Très chers compatriotes,
En contexte actuel, j’ai peur que l’histoire, tristement, se répète avec la multiplication des réseaux de combines nulles et non avenues pour notre patrie. Car vous n’êtes sans savoir qu’il s’agit du cas épineux du charismatique leader du PASTEF, Ousmane SONKO accusé dans les affaires de mœurs.

Mais, qui veut pervertir les mœurs politiques sénégalaises ? Et dans quel but ?
Les orchestres de cette ambiance délétère d’où émerge la contestation populaire risque de saper le maintien de l’ordre sécuritaire et de la défense. Certes, c’est mon domaine de recherche scientifique depuis plusieurs années, mais je ne me considère, en aucun cas, comme spécialiste !
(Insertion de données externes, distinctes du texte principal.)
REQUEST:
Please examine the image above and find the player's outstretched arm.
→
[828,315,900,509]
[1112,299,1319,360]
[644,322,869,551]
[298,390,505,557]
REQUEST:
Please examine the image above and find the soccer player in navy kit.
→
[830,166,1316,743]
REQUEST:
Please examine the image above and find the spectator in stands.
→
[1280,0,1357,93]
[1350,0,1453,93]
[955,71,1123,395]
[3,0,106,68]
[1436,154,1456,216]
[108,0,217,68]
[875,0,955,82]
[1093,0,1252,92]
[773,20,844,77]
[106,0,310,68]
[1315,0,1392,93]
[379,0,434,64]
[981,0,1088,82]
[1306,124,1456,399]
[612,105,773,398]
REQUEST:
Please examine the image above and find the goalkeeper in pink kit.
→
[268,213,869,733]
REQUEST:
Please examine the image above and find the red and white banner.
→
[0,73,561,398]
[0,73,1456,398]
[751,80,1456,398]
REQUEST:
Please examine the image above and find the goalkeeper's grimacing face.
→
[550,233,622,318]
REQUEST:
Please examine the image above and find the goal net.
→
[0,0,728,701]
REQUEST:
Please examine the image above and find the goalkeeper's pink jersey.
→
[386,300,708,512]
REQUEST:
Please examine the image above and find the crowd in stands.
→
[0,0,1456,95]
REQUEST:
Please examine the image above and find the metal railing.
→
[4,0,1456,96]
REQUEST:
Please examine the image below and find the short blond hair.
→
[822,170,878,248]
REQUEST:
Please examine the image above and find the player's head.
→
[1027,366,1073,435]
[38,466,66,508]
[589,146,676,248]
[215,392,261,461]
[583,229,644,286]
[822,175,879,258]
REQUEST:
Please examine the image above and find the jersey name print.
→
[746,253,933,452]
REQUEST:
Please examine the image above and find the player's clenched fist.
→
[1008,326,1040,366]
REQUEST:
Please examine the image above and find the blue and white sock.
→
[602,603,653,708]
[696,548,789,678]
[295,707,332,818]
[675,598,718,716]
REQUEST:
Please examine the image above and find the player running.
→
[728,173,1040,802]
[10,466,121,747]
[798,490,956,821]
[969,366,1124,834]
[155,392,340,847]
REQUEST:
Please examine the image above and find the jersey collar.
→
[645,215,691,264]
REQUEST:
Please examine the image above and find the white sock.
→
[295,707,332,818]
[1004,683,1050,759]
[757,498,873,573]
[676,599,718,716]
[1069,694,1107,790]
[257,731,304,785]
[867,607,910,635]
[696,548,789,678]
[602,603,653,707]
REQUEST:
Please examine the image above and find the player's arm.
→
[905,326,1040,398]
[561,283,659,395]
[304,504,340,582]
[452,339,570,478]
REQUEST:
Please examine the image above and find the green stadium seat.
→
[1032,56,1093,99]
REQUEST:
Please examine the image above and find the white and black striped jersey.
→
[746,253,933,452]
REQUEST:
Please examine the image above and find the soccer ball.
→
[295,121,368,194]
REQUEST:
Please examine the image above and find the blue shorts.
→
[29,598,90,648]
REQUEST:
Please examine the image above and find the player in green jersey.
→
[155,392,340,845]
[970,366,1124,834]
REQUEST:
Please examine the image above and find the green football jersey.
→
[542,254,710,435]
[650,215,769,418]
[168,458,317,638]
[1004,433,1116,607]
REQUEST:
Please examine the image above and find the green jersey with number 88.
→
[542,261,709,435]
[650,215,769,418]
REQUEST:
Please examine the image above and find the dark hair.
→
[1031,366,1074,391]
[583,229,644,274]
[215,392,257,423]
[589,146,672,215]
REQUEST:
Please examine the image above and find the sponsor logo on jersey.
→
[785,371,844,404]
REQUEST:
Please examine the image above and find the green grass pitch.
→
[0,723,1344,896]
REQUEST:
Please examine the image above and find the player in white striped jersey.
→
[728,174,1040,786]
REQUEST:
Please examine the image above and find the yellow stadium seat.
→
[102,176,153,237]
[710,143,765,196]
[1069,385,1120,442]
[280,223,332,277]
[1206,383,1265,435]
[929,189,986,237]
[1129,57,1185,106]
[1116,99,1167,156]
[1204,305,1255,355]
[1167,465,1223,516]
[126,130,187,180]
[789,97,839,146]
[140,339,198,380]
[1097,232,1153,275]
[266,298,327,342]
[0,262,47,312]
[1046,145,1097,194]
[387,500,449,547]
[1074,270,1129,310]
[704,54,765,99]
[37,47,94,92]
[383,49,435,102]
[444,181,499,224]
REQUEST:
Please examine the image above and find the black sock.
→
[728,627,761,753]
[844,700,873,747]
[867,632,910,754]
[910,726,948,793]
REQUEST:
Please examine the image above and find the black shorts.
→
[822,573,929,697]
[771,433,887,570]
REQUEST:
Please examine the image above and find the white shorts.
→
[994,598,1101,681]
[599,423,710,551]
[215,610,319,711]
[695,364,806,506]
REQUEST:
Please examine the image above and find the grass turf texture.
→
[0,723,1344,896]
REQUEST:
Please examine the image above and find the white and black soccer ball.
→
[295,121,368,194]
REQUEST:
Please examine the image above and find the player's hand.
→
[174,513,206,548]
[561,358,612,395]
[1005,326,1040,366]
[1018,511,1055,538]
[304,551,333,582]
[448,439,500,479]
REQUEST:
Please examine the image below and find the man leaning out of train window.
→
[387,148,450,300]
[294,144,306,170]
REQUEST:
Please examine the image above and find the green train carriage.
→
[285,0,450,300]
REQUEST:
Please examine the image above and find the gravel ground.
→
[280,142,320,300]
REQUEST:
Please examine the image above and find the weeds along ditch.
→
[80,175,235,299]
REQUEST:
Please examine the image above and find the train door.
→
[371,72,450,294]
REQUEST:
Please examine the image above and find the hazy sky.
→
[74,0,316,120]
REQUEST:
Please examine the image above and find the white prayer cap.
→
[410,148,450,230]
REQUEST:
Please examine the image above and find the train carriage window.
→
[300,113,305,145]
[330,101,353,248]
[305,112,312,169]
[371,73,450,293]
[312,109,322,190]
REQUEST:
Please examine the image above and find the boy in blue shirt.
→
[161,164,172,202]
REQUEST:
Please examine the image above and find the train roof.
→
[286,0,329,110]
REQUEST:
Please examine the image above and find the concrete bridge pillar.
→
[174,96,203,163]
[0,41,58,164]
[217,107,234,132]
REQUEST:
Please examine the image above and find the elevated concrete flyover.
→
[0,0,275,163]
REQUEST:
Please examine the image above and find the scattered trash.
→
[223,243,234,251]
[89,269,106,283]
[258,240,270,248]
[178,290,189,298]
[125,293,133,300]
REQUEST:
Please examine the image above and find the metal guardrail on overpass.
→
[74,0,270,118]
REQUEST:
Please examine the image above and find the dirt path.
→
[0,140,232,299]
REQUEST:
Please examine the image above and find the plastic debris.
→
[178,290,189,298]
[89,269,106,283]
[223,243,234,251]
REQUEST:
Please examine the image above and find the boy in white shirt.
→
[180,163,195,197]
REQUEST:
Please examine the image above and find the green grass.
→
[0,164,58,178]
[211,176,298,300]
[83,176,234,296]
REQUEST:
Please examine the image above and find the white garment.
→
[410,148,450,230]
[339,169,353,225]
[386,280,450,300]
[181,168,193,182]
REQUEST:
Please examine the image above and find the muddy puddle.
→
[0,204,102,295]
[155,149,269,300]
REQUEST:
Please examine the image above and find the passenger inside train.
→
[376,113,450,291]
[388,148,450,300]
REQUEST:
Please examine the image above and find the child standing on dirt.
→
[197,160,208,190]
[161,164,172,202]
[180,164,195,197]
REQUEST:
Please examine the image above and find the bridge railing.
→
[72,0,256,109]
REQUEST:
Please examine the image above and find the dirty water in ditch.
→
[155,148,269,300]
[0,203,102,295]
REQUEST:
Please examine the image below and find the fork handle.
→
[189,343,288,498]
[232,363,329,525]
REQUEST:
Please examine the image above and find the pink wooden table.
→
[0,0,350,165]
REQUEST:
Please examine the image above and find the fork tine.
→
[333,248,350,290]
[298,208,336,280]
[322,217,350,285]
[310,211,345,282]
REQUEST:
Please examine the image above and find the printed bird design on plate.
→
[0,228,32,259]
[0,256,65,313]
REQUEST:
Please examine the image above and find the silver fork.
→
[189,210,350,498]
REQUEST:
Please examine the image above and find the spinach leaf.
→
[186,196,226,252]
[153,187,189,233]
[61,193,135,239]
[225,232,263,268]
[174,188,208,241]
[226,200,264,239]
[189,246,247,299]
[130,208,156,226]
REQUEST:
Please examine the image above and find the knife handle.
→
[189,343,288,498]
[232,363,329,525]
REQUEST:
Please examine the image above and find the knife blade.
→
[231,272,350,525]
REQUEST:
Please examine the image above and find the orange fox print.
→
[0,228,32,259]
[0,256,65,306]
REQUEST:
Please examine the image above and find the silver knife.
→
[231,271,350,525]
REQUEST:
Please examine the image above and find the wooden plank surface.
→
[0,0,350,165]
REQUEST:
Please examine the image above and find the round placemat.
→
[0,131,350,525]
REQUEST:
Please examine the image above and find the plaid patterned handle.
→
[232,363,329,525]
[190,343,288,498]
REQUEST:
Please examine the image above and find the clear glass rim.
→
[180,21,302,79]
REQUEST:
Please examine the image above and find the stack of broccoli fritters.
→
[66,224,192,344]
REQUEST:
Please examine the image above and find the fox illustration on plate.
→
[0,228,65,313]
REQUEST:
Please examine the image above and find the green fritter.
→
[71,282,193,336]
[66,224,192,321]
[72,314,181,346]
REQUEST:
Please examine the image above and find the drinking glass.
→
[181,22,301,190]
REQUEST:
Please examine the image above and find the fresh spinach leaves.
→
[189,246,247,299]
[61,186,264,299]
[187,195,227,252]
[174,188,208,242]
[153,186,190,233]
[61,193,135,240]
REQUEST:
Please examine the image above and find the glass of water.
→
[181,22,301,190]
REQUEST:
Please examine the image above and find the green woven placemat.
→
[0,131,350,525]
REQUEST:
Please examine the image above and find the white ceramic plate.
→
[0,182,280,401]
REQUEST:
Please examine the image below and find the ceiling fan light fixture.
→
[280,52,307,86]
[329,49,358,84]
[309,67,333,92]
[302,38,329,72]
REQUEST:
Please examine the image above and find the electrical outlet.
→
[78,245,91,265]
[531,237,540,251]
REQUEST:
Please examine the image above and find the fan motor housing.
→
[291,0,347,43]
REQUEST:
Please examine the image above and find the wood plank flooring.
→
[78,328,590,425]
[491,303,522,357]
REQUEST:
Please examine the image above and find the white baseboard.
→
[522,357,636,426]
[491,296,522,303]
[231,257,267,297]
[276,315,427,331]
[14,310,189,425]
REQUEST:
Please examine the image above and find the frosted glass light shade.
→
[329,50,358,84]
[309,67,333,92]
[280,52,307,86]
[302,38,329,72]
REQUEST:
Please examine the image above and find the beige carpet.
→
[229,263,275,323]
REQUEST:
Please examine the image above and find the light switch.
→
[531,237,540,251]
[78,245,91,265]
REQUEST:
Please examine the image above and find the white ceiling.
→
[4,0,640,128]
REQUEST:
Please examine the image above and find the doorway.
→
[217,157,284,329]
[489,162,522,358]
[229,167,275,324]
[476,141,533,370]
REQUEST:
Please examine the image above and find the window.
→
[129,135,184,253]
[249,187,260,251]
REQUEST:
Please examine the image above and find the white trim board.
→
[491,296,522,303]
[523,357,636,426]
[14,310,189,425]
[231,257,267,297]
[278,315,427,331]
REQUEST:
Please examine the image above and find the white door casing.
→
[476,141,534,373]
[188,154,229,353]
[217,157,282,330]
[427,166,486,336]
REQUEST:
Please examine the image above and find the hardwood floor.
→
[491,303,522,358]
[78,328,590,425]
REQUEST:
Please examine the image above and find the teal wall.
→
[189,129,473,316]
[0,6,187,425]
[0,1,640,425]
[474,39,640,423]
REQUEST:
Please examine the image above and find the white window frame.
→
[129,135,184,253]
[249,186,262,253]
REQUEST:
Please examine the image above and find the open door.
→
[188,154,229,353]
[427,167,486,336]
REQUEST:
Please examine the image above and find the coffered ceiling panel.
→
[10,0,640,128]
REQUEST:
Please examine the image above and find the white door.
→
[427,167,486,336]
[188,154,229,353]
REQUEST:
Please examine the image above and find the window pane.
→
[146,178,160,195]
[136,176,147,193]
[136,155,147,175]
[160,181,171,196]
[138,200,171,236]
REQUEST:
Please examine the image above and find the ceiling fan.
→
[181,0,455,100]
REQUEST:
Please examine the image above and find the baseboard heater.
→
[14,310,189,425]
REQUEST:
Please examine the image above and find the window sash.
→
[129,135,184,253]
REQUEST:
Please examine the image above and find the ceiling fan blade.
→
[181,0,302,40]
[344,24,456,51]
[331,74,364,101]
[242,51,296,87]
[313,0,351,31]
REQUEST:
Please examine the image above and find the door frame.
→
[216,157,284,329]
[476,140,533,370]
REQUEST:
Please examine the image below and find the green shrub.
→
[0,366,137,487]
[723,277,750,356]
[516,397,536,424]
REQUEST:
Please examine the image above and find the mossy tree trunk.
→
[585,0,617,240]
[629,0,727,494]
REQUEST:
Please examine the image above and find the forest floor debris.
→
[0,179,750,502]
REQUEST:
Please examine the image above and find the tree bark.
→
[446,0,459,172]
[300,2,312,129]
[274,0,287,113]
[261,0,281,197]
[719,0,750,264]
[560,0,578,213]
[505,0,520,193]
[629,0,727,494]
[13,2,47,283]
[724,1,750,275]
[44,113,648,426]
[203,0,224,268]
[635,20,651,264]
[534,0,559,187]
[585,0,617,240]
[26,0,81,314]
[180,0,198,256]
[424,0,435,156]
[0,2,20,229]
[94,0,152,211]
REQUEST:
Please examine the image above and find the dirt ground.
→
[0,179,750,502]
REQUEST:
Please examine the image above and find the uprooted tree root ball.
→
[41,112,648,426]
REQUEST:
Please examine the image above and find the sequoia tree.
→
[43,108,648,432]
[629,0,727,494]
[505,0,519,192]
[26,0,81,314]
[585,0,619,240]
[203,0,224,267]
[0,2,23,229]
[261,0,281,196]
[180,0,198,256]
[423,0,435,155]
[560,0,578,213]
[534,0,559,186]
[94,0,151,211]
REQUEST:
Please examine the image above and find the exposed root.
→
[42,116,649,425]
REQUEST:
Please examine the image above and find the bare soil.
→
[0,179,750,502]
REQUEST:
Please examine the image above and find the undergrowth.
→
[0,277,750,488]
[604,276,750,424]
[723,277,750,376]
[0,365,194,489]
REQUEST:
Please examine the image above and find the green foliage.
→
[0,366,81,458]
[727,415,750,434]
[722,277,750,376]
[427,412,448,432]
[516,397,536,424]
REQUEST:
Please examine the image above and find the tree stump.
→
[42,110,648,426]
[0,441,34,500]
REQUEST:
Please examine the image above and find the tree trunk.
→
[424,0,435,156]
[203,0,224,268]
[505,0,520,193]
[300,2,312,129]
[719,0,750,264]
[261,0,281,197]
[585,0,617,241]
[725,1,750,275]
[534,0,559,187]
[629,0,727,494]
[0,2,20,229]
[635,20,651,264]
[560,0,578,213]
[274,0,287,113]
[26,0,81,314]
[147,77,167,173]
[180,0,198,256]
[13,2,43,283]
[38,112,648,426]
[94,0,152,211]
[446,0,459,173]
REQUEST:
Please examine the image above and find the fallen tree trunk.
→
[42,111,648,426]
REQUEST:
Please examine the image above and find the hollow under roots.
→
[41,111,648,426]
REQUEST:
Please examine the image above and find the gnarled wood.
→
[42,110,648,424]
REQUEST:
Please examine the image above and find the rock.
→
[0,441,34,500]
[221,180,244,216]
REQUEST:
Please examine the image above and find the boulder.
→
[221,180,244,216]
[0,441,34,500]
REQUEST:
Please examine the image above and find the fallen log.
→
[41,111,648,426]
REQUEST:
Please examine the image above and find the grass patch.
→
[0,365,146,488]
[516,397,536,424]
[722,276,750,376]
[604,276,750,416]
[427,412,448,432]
J’ai peur que l’histoire, tristement, se répète, par application de méthodes coercitives consistant à briser, à mettre en quarantaine un ou des adversaires d’un quelconque système : l’arrestation, la déportation, l’emprisonnement/enfermement et la mise en résidence surveillée.
Cette « technique de pouvoir » – écrivait Michel Foucault – a longtemps été appliquée par les pouvoirs pour casser l’élan et décréter la mort politique de leurs adversaires qui refusaient systématiquement de mettre leurs compétences à leurs obscurs services.
Si on remonte depuis le XIXe siècle jusqu’à nos jours, on remarque une permanence des pratiques coercitives coloniales. Je citerai juste quelques noms de personnes – originaires de la Sénégambie et victimes des ces pratiques machiavéliques – qui n’avaient jamais cessé de défendre leur souveraineté, leurs terroirs, leurs peuples. Il s’agit de leaders épris de liberté, de chefs, de « guides créateurs d’émotions» – comme disait Feu Iba Der Thiam – qui voulaient préserver la justice:
le roi Sidia Léon (Ndatté) Diop, le Mahdi Seydina Limamou Laye, le soufi Cheikh Ahmadou Bamba, Samba Laobé Pendant, Cheikh Anta Mbacké borom Gawane, Niokhobaye Diouf, le roi/prêtre Koupoti Bassène, le roi/prêtre Sihalébé, le roi du Labé Alpha Yaya, la prêtresse Aline Sitoé Diatta, pour ne citer que ceux-là.
Après les indépendances, on remarque la continuité de ces mêmes stratégies de contrôle, de brisement d’adversaires au nom du maintien de l’ordre sécuritaire et de la défense de la nation. Par exemple : Mamadou Dia Président du Conseil du Sénégal, Abbé Diamacoune Senghor et ses proches du MFDC (César Atoute Badiate, Ibou Camara, Landing Diédhiou, Clément Sambou, etc.), Abdoulaye Wade, Iba Der Thiam, Landing Savané, Idirissa Seck, et, tout récemment, Karim Wade, Khalifa Sall, Barthélemy Diaz, Guy Marius Sagna, les membres du Y’en à marre, etc. La liste est longue !

J’ai peur qu’on en arrive à cette honteuse situation d’arrestation et d’emprisonnement arbitraire du leader du PASTEF, radié de la fonction publique, arrivé 3e lors de la dernière présidentielle et actuellement député à l’Assemblée nationale et figure incontestable de l’opposition.
J’ose espérer une issue heureuse de cette situation qui n’honore pas du tout notre patrie : le Sénégal, vitrine de la démocratie en Afrique de l’Ouest.
Que l’harmattan emporte avec lui ce vent chaud qui souffle dans le paysage politique !
En ma qualité d’apprenti historien et par devoir citoyen, je me permets d’attirer l’attention de tout le monde !
Cordialement
Papis Comakha FALL
Professeur d’histoire et de géographie.